The bottom line is that he is a reliable closer, and he should have a fantastic season in 2014, especially if he posts numbers like he did in 2012.
A’s fans should rest easy after the loss of Balfour.
It is unlikely that he will maintain his production over the next two seasons, and his steep price tag was not worth the risk.
The loss of starter Brett Anderson—he was part of the Pomeranz deal—should not be concerning either. His salary of $8 million, according to baseball-reference.com, is far too steep to justify keeping him onboard.
Injuries have derailed the career of the lefty who once showed so much promise, as Anderson has pitched only 163 innings over the past three seasons. He has started just 43 games in the four years since his 2009 rookie year, and his 6.04 ERA last year was not a promising sign either.
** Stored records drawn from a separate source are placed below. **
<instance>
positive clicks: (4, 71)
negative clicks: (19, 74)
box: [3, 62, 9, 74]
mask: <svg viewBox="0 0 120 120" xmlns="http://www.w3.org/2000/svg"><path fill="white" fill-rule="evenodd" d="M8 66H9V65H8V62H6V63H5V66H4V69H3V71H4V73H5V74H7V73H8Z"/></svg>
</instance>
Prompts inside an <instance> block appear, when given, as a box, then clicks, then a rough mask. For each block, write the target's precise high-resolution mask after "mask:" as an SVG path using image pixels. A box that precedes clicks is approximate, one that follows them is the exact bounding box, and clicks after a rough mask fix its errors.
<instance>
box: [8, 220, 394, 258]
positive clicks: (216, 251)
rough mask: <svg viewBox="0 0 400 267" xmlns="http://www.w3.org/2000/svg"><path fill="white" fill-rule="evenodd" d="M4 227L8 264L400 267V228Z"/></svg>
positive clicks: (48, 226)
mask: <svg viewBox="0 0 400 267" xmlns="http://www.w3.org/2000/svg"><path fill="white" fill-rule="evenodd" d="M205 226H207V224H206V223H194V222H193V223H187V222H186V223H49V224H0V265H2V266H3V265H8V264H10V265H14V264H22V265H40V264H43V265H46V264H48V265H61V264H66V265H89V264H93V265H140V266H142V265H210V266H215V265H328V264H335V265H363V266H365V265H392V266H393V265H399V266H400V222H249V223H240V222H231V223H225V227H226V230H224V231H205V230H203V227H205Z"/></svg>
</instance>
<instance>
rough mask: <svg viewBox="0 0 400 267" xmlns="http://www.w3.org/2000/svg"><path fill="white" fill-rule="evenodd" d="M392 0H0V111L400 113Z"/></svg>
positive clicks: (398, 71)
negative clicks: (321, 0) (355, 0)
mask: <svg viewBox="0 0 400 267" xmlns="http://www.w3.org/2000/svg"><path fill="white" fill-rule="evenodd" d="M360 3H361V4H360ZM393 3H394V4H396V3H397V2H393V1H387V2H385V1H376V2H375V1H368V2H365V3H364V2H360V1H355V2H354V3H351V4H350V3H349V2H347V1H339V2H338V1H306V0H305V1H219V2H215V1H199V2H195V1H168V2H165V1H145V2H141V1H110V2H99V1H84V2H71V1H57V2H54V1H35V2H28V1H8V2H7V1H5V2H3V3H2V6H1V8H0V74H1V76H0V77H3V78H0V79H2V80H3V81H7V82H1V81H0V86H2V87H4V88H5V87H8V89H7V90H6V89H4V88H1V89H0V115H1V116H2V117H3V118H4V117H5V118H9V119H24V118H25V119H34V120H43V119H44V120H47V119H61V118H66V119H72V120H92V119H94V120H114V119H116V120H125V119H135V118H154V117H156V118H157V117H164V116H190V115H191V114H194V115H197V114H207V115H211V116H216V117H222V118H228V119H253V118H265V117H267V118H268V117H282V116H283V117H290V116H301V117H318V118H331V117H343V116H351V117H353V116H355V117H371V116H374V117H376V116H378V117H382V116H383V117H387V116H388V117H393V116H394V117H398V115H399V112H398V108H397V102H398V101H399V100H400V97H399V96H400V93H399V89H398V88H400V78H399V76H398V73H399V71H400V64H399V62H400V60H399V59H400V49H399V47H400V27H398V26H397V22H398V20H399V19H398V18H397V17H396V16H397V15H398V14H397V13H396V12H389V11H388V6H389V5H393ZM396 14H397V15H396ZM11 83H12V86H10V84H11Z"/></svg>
It is also important to not overlook the additions of relief pitcher Luke Gregerson and outfielder Craig Gentry.
Gentry is an excellent signing. He can handle the bat, but that is not even his primary asset. Ranking 10th in the majors in UZR in 2013 (What the heck is that?), Gentry is an excellent option as a late-inning defensive replacement.
Gregerson also is a solid pickup, having compiled five excellent years in San Diego. He hasn't had an ERA above three since 2010, and his career WHIP is an impressive 1.09. With that being said, those numbers should rise slightly pitching out of Oakland's bullpen, as Gregerson's fortune of pitching in the offensively challenged NL West undoubtedly helped him. Nevertheless, he will bolster the A's bullpen in 2014.
So Where Does That Leave The A's?
The A’s are one of the most complete teams in the American League, as they have no glaring weaknesses.
The addition of starter Scott Kazmir gives them one of the better pitching staffs in the American League, especially if Sonny Gray pitches like he did in the 2013 ALDS.
In terms of offense, the lineup is fairly typical of the A's: no superstars, but solid production throughout. If Yoenis Cespedes and Josh Reddick can return to their 2012 form—not a far-fetched expectation—the offense will be in excellent shape.
The Athletics' World Series chances are certainly bright. The Detroit Tigers are a strong team, as usual, but the loss of Prince Fielder leaves a hole in their lineup. The Texas Rangers, while featuring arguably the best lineup in baseball (Andrus, Profar, Beltre, Fielder, Rios!), have a number of questions in regards to their rotation. The New York Yankees have a similar situation, and the Boston Red Sox lost key pieces from their World Series-winning team.
If the A's are to make a title run, now might be their best shot.